Mrs. Webster rose, obedient to the voice of her sister, and walked with bent head towards the door.

“Your Aunt Lizzie is the only one who troubles much about me,” she said, as she quitted the room without even a good-night to her children.

“Take care, Maria, how you walk. You are treading on the front of your dress,” Miss Linkin said in a loud voice, as the sisters mounted the staircase.

Dan and Isabel exchanged despairing glances.

The scene which had just been enacted was not new to them. A little real ill-health, and a great deal of imaginary ill-health, had made Mrs. Webster a most unreasonable and aggravating woman. Yet both Isabel and Dan knew that she loved them both.

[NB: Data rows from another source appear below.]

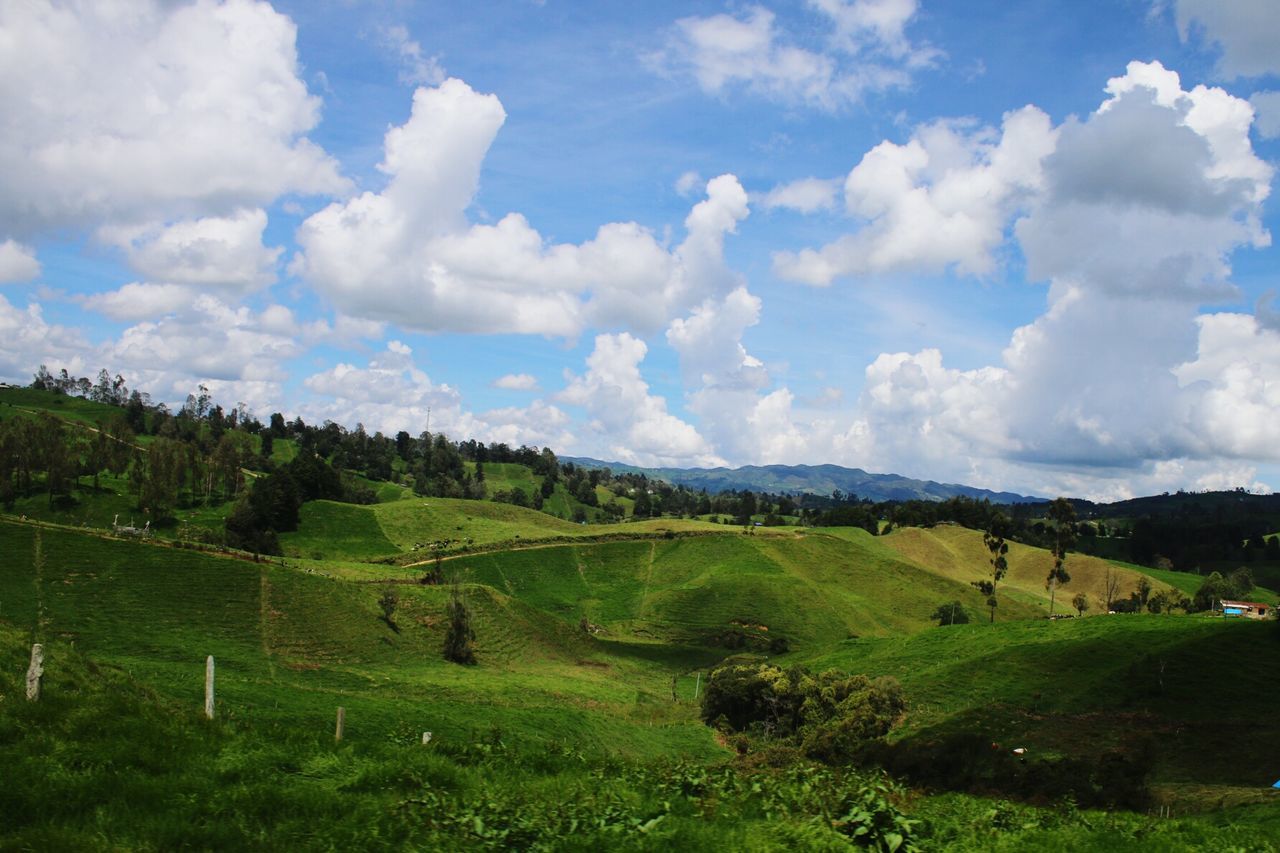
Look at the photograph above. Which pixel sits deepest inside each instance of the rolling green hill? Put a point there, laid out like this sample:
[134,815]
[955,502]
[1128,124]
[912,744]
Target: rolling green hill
[581,649]
[959,553]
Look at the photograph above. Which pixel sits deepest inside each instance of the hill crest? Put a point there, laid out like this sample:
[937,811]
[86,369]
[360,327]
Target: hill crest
[809,479]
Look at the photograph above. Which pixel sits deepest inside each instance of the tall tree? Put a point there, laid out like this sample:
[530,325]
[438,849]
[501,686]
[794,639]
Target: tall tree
[995,541]
[458,634]
[1063,515]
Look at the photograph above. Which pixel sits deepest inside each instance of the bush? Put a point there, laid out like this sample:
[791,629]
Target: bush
[830,715]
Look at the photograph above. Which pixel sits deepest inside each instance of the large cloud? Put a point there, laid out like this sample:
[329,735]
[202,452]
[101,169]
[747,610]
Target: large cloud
[144,112]
[627,423]
[1143,203]
[940,200]
[410,255]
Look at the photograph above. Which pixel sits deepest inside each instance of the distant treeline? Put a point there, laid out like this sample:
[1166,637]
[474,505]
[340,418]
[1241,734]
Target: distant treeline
[200,455]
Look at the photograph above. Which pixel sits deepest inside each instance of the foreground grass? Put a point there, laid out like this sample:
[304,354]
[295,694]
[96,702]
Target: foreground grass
[1157,685]
[103,762]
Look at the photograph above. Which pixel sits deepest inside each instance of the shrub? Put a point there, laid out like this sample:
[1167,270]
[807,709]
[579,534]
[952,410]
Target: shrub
[830,715]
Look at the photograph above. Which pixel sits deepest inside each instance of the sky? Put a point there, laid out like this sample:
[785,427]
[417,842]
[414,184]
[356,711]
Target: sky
[1020,246]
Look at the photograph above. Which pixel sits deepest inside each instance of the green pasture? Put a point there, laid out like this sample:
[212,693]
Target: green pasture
[565,737]
[1188,687]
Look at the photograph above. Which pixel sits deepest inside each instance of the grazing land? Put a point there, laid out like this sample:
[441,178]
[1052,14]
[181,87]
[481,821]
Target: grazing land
[602,716]
[598,624]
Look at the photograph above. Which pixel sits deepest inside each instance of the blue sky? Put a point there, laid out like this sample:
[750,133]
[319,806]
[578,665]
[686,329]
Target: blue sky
[1024,246]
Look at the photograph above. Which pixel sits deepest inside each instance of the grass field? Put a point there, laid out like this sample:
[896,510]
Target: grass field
[1077,687]
[561,721]
[960,553]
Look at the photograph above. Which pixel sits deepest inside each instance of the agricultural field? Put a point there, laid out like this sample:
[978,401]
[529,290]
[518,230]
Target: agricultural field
[592,644]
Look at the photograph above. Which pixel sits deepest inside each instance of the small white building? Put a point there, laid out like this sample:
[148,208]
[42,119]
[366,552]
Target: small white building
[1246,609]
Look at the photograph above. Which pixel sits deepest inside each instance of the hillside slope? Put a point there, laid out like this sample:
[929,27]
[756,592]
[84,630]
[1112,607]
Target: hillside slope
[959,553]
[813,479]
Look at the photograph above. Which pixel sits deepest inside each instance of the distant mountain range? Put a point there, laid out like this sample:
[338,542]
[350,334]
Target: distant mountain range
[808,479]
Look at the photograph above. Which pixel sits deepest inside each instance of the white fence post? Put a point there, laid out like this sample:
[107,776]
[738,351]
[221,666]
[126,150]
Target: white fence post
[209,687]
[35,673]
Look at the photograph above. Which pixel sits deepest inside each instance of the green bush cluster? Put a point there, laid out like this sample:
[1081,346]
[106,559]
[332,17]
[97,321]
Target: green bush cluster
[830,716]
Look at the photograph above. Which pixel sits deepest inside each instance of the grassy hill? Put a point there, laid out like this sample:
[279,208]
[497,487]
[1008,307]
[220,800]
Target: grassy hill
[1200,692]
[556,717]
[959,553]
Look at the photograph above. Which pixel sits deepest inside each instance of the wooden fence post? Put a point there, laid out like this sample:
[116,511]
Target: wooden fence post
[209,687]
[35,673]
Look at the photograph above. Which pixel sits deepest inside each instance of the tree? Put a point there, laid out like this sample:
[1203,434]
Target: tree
[160,478]
[950,614]
[828,715]
[389,601]
[1063,515]
[1143,593]
[1110,585]
[995,541]
[458,634]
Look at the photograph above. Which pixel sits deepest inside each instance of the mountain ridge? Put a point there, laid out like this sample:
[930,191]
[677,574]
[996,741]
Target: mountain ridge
[809,479]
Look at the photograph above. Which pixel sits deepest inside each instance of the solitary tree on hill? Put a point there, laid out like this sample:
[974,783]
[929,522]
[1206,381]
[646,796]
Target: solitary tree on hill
[1063,515]
[458,634]
[389,601]
[995,541]
[950,614]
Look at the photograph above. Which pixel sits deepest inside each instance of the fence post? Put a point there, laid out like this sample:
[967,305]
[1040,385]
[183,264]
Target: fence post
[35,673]
[209,687]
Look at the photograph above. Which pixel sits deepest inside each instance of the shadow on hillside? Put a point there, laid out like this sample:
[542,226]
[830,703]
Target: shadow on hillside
[1198,708]
[684,657]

“It is poor Aunt Lizzie who has most to bear,” said Isabel to her brother. “Both you and I get away from it all. But Aunt Lizzie has it night and day and every night and every day. Aunt Lizzie ought to have no purgatory, she has had it here. I could never put up with it without a break as she does. I can’t help admiring her. She never varies. Every day she goes through her self-imposed tasks. She has nothing whatever to brighten her drab life, and she never grumbles. I don’t think any of us know quite what a heroine she has been through the years.”

“Quite true,” agreed Dan. “We can all be patient and heroic by fits and starts, but Aunt Lizzie keeps on being patient and heroic. She puts some of us to shame.”

CHAPTER XLII
HOW REPUTATIONS ARE RUINED

Miss Le Breton began to be a much-talked-of young woman in Hastings, and even Bexhill, on account of her wonderful horsemanship. She, with her uncle, had gone to the first meet of the Bexhill Harriers, and her portrait on her splendid mare Black Bess had got into the Hastings and St. Leonards Pictorial Advertiser. People began to leave cards at the White House, but disappointment awaited them—especially, perhaps, the men—for Mr. Alvin made it well understood that they wished to live a quiet and retired life, and the calls, with the exception of the Barrimores’ and the Picketts’, were not returned.

But no one had a word to say against Thomas Alvin, for he was found to be most liberal to local charities.